Save response also reports useful export stats:

  • save_directory: resolved absolute save path
  • enu_map_saved: whether ENU artifacts were exported
  • keyframes_used: number of keyframes used for map construction
  • surf_points_local / surf_points_enu: surf map point counts
  • full_points_local / full_points_enu: full map point counts
  • trajectory_points_saved: dense trajectory points written to trajectories/trajectory_dense_local.csv
  • gps_points_saved: raw GPS points written to trajectories/gps_raw_geodetic.csv
  • message: status details (success or skip reason)

Saved artifacts are organized as:

  • root: goereference.yaml, save_summary.yaml, README.md
  • maps/: FullMap_*.pcd, SurfaceMap_*.pcd
  • trajectories/: trajectory PCDs + CSV exports (gps_raw_geodetic.csv, trajectory_keyframes_local.csv, trajectory_dense_local.csv)

After successful map save, the node writes the absolute path to:

  • ~/.liorf_last_saved_map_path

Satellite overlay visualization (saved maps)

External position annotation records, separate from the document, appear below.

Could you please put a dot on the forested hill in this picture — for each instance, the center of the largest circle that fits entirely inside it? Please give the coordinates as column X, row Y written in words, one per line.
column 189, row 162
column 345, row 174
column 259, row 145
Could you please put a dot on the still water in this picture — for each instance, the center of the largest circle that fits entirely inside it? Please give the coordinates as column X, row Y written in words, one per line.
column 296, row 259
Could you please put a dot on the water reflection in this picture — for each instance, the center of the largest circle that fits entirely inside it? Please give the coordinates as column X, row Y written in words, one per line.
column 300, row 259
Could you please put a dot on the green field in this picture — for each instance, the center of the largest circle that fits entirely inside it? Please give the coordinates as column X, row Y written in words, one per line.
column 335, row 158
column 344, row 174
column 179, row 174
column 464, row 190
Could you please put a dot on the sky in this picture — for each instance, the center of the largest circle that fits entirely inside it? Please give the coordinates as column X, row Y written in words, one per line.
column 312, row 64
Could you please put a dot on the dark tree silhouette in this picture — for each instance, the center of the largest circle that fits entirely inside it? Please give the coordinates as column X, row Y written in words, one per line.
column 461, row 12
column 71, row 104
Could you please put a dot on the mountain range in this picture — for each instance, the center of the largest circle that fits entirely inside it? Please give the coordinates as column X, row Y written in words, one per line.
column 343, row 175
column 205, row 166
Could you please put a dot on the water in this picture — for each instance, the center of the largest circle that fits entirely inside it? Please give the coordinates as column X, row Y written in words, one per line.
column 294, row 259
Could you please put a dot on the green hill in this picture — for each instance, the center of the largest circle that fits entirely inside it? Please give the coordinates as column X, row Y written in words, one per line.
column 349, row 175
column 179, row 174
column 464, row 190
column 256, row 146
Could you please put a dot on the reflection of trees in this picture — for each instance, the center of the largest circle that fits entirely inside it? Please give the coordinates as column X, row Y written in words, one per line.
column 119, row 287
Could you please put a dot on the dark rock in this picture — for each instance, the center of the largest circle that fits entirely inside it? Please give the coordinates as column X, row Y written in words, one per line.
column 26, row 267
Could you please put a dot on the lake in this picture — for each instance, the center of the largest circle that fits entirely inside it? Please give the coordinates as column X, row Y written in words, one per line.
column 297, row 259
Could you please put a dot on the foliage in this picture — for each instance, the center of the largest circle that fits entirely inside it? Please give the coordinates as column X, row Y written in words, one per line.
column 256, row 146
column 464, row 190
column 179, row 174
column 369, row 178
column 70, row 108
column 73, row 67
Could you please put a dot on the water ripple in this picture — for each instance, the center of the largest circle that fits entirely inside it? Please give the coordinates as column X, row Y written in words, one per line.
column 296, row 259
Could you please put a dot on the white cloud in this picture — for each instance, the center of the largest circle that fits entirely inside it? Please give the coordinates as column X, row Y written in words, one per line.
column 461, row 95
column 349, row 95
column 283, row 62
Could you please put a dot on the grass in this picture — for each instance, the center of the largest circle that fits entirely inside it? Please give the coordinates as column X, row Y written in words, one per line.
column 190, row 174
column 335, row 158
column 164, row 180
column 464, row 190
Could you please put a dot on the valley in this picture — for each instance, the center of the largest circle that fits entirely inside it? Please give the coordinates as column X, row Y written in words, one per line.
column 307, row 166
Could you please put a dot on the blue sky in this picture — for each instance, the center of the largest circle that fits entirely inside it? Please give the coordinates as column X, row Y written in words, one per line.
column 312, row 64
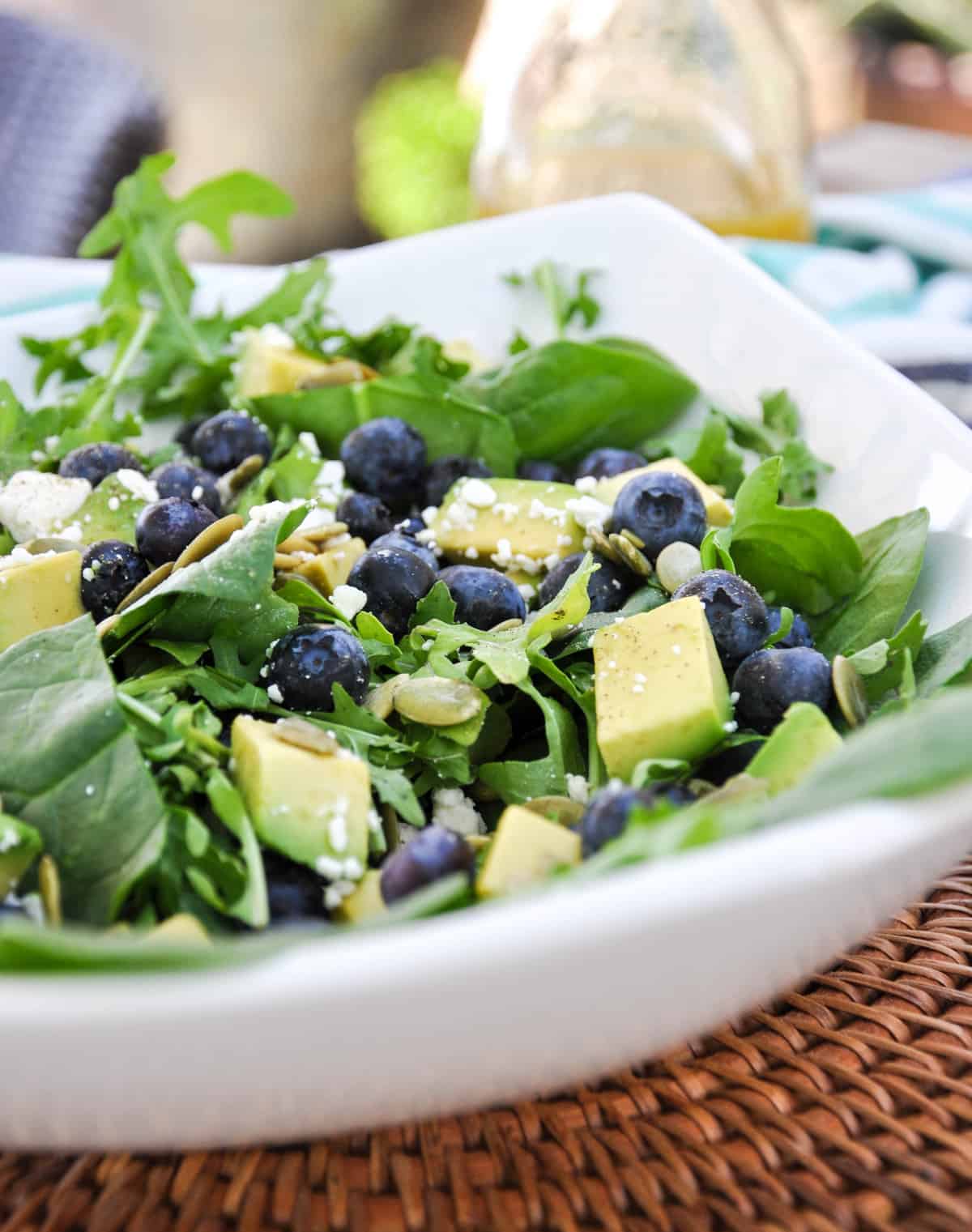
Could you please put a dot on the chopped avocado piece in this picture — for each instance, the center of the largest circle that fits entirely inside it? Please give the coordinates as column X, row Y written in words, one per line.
column 659, row 688
column 307, row 804
column 331, row 568
column 20, row 846
column 40, row 594
column 364, row 902
column 802, row 738
column 508, row 522
column 182, row 929
column 525, row 848
column 718, row 510
column 110, row 513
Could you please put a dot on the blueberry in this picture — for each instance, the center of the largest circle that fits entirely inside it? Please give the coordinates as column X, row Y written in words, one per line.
column 189, row 482
column 293, row 892
column 168, row 526
column 434, row 853
column 608, row 463
column 386, row 458
column 735, row 612
column 94, row 463
column 728, row 761
column 394, row 581
column 110, row 570
column 799, row 635
column 660, row 508
column 483, row 598
column 541, row 472
column 407, row 544
column 364, row 517
column 608, row 588
column 224, row 441
column 445, row 471
column 309, row 661
column 608, row 815
column 770, row 681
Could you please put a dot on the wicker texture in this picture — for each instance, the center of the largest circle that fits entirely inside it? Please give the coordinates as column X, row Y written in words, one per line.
column 848, row 1106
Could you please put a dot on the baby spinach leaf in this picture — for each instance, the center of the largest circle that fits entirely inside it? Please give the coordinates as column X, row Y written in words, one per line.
column 804, row 557
column 73, row 768
column 567, row 399
column 449, row 418
column 892, row 556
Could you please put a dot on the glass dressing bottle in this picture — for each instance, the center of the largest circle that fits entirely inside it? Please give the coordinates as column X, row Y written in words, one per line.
column 697, row 101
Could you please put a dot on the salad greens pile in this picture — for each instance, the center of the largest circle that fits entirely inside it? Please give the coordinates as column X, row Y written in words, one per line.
column 159, row 795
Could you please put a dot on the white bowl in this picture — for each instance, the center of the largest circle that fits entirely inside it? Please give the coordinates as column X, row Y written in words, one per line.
column 519, row 997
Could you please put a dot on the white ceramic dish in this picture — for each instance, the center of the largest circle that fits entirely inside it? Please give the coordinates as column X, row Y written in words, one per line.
column 520, row 997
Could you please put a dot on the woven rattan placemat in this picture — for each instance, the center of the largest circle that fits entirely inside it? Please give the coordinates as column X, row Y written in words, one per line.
column 846, row 1106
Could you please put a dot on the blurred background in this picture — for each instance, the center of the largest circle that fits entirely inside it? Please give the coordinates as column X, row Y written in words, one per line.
column 385, row 117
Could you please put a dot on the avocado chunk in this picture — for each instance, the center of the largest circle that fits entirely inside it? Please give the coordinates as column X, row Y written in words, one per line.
column 525, row 848
column 364, row 903
column 20, row 846
column 309, row 806
column 659, row 688
column 718, row 510
column 519, row 524
column 40, row 594
column 802, row 738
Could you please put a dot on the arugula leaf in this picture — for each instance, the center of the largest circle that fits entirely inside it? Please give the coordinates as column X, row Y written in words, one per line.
column 804, row 557
column 892, row 556
column 75, row 770
column 567, row 399
column 447, row 416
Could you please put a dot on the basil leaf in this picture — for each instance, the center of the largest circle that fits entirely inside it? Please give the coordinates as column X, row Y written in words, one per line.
column 567, row 399
column 892, row 556
column 73, row 768
column 804, row 557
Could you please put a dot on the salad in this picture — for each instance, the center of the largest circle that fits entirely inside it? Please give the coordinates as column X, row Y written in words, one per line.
column 303, row 629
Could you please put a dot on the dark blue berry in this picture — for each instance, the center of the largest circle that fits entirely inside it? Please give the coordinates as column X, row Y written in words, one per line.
column 386, row 458
column 364, row 517
column 189, row 482
column 433, row 854
column 445, row 471
column 293, row 892
column 110, row 570
column 660, row 508
column 309, row 661
column 167, row 527
column 609, row 586
column 605, row 463
column 608, row 815
column 483, row 598
column 224, row 440
column 394, row 581
column 94, row 463
column 541, row 472
column 407, row 544
column 735, row 612
column 770, row 681
column 799, row 635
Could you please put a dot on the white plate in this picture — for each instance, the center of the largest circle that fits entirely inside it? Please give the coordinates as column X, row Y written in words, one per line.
column 520, row 997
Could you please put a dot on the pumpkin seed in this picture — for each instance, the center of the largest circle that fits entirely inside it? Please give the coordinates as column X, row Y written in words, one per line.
column 676, row 565
column 250, row 467
column 437, row 701
column 849, row 690
column 305, row 735
column 156, row 578
column 560, row 808
column 381, row 699
column 631, row 557
column 49, row 884
column 207, row 541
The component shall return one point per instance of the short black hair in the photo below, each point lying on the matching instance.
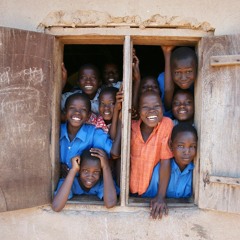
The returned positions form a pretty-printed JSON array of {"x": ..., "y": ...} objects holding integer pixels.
[
  {"x": 89, "y": 65},
  {"x": 112, "y": 90},
  {"x": 86, "y": 155},
  {"x": 184, "y": 53},
  {"x": 78, "y": 95},
  {"x": 179, "y": 90},
  {"x": 183, "y": 127}
]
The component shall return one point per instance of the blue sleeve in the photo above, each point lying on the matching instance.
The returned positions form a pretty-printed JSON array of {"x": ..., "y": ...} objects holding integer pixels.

You can visualize saved map outputs over satellite imagery with:

python3 scripts/visualize_saved_map_satellite.py --map-dir <saved_map_directory>

If --map-dir is omitted, the script resolves map directory in this order:

  1. ~/.liorf_last_saved_map_path (written by liorf/save_map on successful save)
  2. default ~/Downloads/LOAM
  3. fail with an error message

Optional controls:

  • --output <html_path>: output HTML file path
  • --max-surf-points <N>: limit sampled surf points on overlay heatmap
  • --max-traj-points <N>: limit sampled trajectory points

The script reads goereference.yaml (with compatibility fallback to older metadata filenames) and map PCD outputs (maps/SurfaceMap_ENU.pcd preferred, or local maps transformed by T_enu_local) and produces an interactive HTML map with satellite basemap and trajectory/surf overlays.

On success, it prints both the generated HTML path and a file://... URI that can be opened from terminal links.


Docker users

Zenoh-based Docker setup is documented in docker/README.md.